The San tribe hunter would track an antelope for several days to get close enough to shoot it with poisonous arrows. We can be certain that neither the San, nor our Pleistocene ancestors, ever got close enough to a mother antelope to suckle its teats. Such a feat only became possible after the farming revolution with the domestication of farm animals. Even so, not many societies made much use of this unusual idea.

It took the special circumstances encountered by the nomads of the Russian Steppes to change that. They were early Europeans who lived in the treeless plains of what is now the eastern Ukraine. By 4000 b.c., these people had learned to keep herds of horses, cattle, sheep, and goats. However, under the sparse conditions of the steppe, a migratory way of life became necessary. The animals consumed the grass faster than it could grow, so the herders had to keep their animals moving in search of new pastures and, as a consequence, abandon planting. This was the first time that human beings learned to live largely from their animals. In practice, this meant consuming the only renewable resource: milk, cheese, and other dairy products.

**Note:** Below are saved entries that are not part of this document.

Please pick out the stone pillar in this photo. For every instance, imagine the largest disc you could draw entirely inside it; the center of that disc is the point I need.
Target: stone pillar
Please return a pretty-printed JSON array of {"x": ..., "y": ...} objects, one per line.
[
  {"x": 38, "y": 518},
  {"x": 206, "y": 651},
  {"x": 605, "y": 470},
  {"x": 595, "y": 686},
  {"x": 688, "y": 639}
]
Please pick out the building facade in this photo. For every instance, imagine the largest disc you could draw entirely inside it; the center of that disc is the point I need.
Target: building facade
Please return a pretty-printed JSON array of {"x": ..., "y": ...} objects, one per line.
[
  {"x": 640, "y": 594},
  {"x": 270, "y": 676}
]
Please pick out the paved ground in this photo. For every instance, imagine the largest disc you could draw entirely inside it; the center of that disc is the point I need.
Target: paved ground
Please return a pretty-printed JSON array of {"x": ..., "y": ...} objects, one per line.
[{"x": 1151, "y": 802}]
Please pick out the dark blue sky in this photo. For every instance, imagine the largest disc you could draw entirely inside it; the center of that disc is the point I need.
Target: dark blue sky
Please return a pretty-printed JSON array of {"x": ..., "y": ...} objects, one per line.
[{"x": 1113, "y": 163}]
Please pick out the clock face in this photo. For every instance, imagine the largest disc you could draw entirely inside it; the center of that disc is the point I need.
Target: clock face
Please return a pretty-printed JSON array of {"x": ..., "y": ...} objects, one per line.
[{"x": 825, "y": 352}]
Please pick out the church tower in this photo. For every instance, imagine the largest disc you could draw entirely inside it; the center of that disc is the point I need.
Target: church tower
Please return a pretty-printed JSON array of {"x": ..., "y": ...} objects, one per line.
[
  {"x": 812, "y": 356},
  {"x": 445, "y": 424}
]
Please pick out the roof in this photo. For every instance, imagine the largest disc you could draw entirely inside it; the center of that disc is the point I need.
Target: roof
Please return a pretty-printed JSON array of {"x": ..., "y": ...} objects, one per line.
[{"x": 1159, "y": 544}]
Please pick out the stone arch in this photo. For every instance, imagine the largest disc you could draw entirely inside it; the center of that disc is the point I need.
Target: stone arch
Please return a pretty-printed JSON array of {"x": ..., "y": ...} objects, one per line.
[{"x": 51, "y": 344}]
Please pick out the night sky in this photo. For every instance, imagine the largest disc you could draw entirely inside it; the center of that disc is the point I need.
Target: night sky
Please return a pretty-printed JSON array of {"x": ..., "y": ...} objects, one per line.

To do that, they had to tame mother animals that had just given birth to a calf to allow milking by human hand. By about 2000 b.c., the herders had mastered their techniques and, constantly in search of new pastures, these nomads infiltrated much of northwest Europe, carrying the practice of dairy farming with them.

In this way, Slavs, Germans, Scandinavians, and Anglo-Saxons became dairy farmers too, focusing on the cow. Some parts of southern Europe adopted, in a minor way, sheep’s milk and goat’s milk. Roquefort cheese is made from sheep’s milk in Toulouse, France, and the Greeks use goat’s milk to make feta cheese. To the east, the Mongols took up the practice of dairying with the yak (a kind of massive ox).

Other nomadic tribes stumbled upon the use of milk too. About the time the Ukrainians were carrying dairy farming to Europe (4,000 years ago), another herder, Abraham, was setting out from present-day Iraq for his “land of milk and honey” in Palestine. However, neither the Israelites nor for that matter the Egyptians, Greeks, or Romans made an industry out of dairying.

Just 500 years ago, Mongol invaders (the descendants of Genghis Khan) brought dairying to the fringes of their empire in northern India and Persia. A little later, the English, Germans, and Scandinavians brought dairy farming to North America, Australia, and New Zealand. Nevertheless, it comes as a surprise to us in the West to discover that, as dairy consumers, we are in a small minority. A large majority of the world’s population (some 5 billion out of 6 billion people) had no idea about dairy until the last 50 years. These non-milk drinkers lived in vast swathes of territory, from Africa to southern India, from China to Japan, and from Latin America to Polynesia. The regular consumption of dairy foods, even today, only applies to a minority of people on the planet—those mostly living in the industrialized West.